We demonstrated the use of graphene microelectrodes functionalized with a soluble variant of the human MOR for neuropeptide detection with high sensitivity (picomolar level) and specificity in biofluids with physiological ionic strength. The kinetics and equilibrium binding properties of two neuropeptides, [d-Ala², N-MePhe⁴, Gly-ol]-enkephalin and β-endorphin, were investigated and quantified. The results were in excellent agreement with benchmarks set by conventional radioligand and optical assays, as well as neuropeptide biosensors based on field-effect transistors that were measured in the dry state. The size of the active sensor region for this work was 50 μm × 50 μm, on the scale of larger neurons, but this could be reduced to the scale of the smallest neurons (~4 μm) using optical lithography. The measurement time was ~30 min, which enabled determination of the relevant fitting parameters with high precision. If a microelectrode sensor was precalibrated so the time constant for a given concentration was known, then it might be possible to determine the concentration more rapidly by simply fitting the first few minutes of the time trace (Figure 2). These all-electronic biosensors are therefore potentially suitable for development for use in in vitro clinical testing or implantable systems for interrogating neuropeptide secretion with high spatial and time resolution.

METHODS

Graphene Growth.

Copper foil (99.8% purity) was loaded into a 4 in. quartz tube furnace and annealed for 30 min at 1050 °C in an ultrahigh purity (99.999%) hydrogen atmosphere (flow rate = 80 sccm; pressure of 850 mT at the tube outlet) for removal of oxide residues. Graphene was then deposited by low-pressure chemical vapor deposition using methane as a precursor (flow rate = 45 sccm, growth time of 60 min).

Graphene Device Fabrication.

The graphene−copper growth substrate was coated with a 500 nm layer of poly(methyl methacrylate) (PMMA, MICROCHEM), and the PMMA−graphene film was floated off the surface by immersion in a 0.1 M NaOH solution with the graphene−copper growth substrate connected to the cathode of a power supply. The PMMA−graphene film was transferred onto a silicon wafer with an array of 5 nm/40 nm Cr/Au contact electrodes that was previously fabricated using photolithography. After removal of PMMA with acetone, the graphene film was cleaned by annealing at 250 °C in 1000 sccm argon and 400 sccm hydrogen for 1 h.

For the FET-based devices, 2 μm × 10 μm graphene channels were defined by photolithography (photoresist S1813, MICROCHEM) and oxygen plasma etching. For the graphene microelectrodes, 50 μm × 50 μm graphene electrodes were defined by photolithography (photo-resist AZ 5214 E, MICROCHEM) followed by oxygen plasma etching. A layer of photoresist SU-8 (MICROCHEM) was then applied to the device, and the passivation layer covering the electrodes was defined by photolithography.
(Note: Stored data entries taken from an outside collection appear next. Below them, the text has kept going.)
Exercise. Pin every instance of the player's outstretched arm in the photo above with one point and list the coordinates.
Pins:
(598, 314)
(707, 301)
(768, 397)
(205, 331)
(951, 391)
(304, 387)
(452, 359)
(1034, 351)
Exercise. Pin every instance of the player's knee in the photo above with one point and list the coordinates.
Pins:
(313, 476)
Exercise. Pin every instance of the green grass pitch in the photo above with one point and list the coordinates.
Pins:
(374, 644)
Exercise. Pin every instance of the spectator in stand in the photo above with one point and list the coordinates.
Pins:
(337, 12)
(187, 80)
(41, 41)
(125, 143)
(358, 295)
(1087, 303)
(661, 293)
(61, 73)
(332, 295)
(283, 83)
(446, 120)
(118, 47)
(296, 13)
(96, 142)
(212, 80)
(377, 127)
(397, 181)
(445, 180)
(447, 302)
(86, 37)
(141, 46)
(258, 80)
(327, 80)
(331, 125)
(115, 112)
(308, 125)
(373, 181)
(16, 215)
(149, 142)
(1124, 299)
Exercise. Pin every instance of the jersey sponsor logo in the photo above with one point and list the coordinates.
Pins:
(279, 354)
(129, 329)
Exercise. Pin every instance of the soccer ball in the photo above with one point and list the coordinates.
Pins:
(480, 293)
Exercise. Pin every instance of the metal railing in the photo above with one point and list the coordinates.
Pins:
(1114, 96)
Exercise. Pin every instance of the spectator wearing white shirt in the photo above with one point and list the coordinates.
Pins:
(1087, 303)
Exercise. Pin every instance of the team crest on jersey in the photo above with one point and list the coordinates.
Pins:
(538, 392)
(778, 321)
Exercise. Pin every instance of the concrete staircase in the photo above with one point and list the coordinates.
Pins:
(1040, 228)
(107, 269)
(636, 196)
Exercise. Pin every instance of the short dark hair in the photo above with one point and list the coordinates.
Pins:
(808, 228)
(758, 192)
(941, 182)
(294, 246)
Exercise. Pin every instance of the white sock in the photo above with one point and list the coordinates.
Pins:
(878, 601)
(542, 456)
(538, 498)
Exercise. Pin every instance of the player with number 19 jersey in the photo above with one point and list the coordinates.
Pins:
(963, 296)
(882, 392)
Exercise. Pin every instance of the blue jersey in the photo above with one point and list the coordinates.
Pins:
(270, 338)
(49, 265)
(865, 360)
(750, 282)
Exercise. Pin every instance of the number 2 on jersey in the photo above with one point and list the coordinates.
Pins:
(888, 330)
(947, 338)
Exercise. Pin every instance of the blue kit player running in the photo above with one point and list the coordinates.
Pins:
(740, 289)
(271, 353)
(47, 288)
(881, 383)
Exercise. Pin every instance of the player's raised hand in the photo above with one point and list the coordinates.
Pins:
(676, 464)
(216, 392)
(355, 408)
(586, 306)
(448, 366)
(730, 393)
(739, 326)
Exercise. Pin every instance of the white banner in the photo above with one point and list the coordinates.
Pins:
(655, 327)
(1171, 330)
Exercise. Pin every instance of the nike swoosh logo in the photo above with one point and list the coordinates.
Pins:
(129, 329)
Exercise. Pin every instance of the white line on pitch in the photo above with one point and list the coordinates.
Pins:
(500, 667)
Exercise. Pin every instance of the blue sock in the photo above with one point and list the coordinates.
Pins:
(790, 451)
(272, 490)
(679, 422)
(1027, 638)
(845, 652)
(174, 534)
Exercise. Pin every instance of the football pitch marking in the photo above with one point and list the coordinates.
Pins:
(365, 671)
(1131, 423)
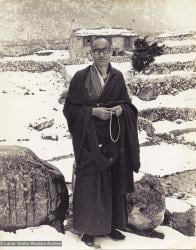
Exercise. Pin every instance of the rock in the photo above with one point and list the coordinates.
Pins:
(62, 97)
(32, 192)
(180, 216)
(42, 125)
(145, 124)
(43, 53)
(50, 137)
(146, 205)
(194, 66)
(148, 93)
(179, 121)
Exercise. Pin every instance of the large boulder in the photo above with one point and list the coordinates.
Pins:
(32, 192)
(146, 205)
(180, 216)
(148, 93)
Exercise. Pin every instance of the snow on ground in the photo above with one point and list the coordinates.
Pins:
(176, 205)
(189, 137)
(165, 159)
(173, 240)
(181, 73)
(56, 55)
(19, 110)
(123, 67)
(182, 32)
(179, 43)
(181, 57)
(184, 99)
(167, 126)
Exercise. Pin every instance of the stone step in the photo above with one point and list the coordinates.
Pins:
(165, 64)
(165, 159)
(176, 35)
(148, 87)
(185, 99)
(171, 114)
(178, 47)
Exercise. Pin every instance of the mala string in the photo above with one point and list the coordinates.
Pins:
(114, 140)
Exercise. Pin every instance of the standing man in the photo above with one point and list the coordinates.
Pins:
(103, 124)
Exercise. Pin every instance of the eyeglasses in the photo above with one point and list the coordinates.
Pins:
(104, 50)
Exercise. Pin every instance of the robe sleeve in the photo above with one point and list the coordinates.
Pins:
(131, 138)
(77, 113)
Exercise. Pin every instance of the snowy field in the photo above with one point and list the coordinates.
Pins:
(27, 97)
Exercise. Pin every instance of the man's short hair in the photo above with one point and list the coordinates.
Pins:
(100, 37)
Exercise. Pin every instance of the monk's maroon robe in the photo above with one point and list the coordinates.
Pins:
(104, 169)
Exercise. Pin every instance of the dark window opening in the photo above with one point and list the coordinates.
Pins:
(115, 52)
(127, 42)
(86, 41)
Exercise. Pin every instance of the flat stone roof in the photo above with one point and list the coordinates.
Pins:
(105, 32)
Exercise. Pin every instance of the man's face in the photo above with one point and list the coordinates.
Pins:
(101, 52)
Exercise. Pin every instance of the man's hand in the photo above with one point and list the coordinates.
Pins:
(101, 112)
(117, 110)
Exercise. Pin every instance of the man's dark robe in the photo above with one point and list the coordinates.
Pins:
(104, 169)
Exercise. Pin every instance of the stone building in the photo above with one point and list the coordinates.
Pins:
(80, 40)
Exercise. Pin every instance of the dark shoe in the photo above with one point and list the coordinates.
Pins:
(88, 239)
(116, 235)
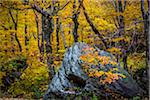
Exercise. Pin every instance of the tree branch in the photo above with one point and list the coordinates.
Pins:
(142, 9)
(94, 28)
(43, 12)
(11, 16)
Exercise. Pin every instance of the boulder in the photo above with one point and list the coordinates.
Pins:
(88, 69)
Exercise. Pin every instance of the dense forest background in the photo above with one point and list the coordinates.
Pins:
(34, 35)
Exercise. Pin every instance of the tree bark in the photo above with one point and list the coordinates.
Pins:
(95, 30)
(71, 75)
(15, 27)
(75, 21)
(146, 21)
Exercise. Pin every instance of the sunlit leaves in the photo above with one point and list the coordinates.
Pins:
(91, 58)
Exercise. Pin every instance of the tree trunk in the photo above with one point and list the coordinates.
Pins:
(75, 21)
(146, 21)
(57, 32)
(73, 75)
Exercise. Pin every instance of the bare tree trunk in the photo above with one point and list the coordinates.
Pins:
(37, 27)
(146, 21)
(75, 21)
(57, 32)
(15, 27)
(95, 30)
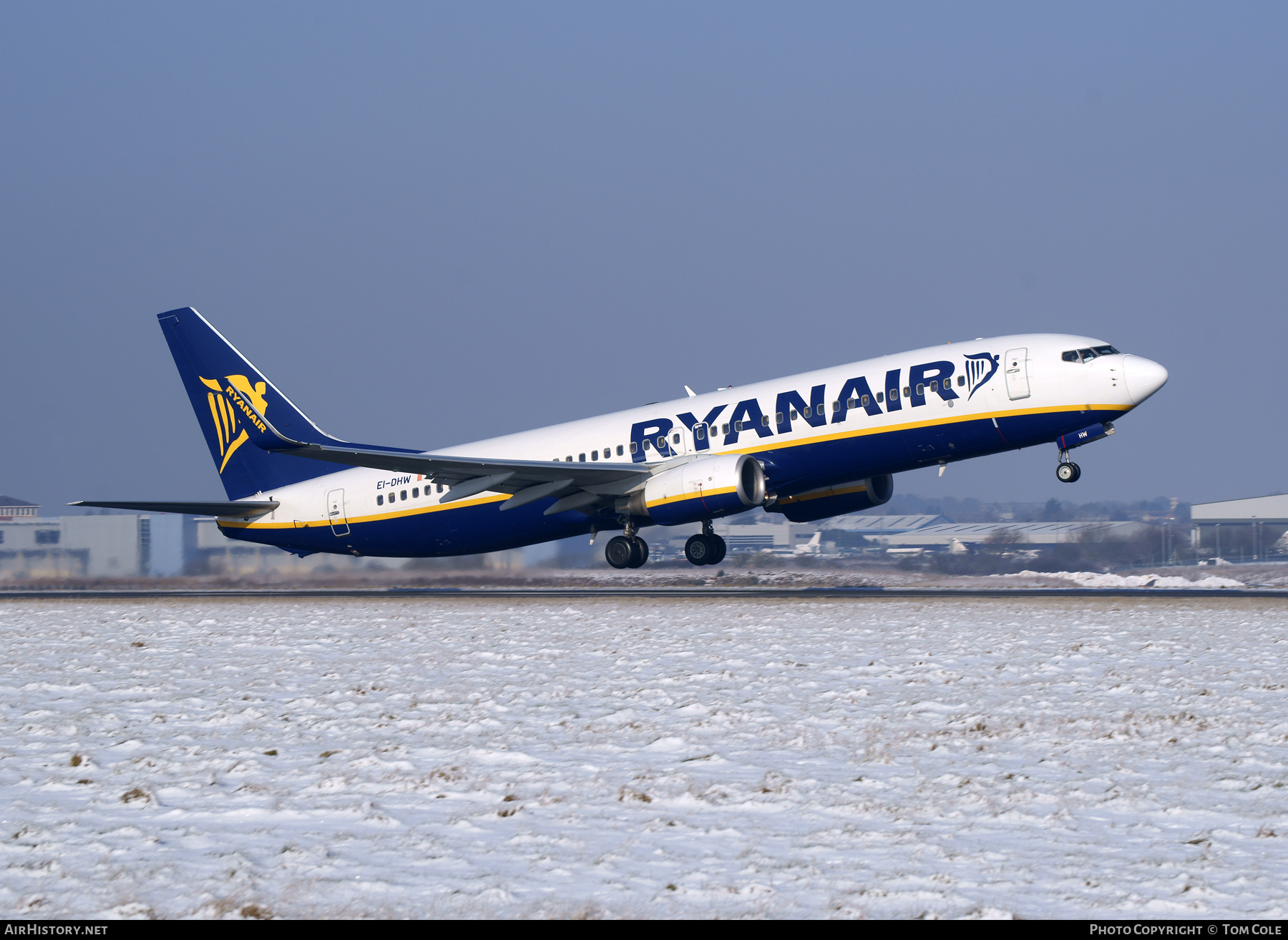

Graphene Functionalization.

Graphene electrodes were incubated in 1 mM 1-pyrenebutyric acid N-hydroxysuccinimide ester solution in ethanol for 20 h and then washed thoroughly with methanol and deionized water to fully remove residual solute and solvent. Next, the devices were incubated in 3 μg/mL wsMOR solution in PBS (137 mM sodium chloride, 2.7 mM potassium chloride, 10 mM phosphate, pH 7.4) for 1 h for protein immobilization. After wsMOR functionalization, the PBASE that had not bound to wsMOR was passivated by exposing the chips to PBS with pH 8.6 for 1 h, much longer than the half-life of PBASE at this pH (~10 min).³⁹

Charge Transfer Measurement Using Graphene Micro-electrodes.

The noninverting input of the operational amplifier in an electrometer (Keithley 6517a) was grounded. The inverting input was connected to the graphene microelectrode, which connected the microelectrode to a virtual ground, so all charge transferred into the microelectrode was delivered to the feedback capacitor C_f in Figure 1a to produce the measured voltage readout. To start the measurement, the microelectrode was exposed to a solution of wsMOR at known concentration in 1× PBS (137 mMsodium chloride, 2.7 mM potassium chloride, 10 mM phosphate, pH 7.4), and a time trace of the sensor response was taken immediately.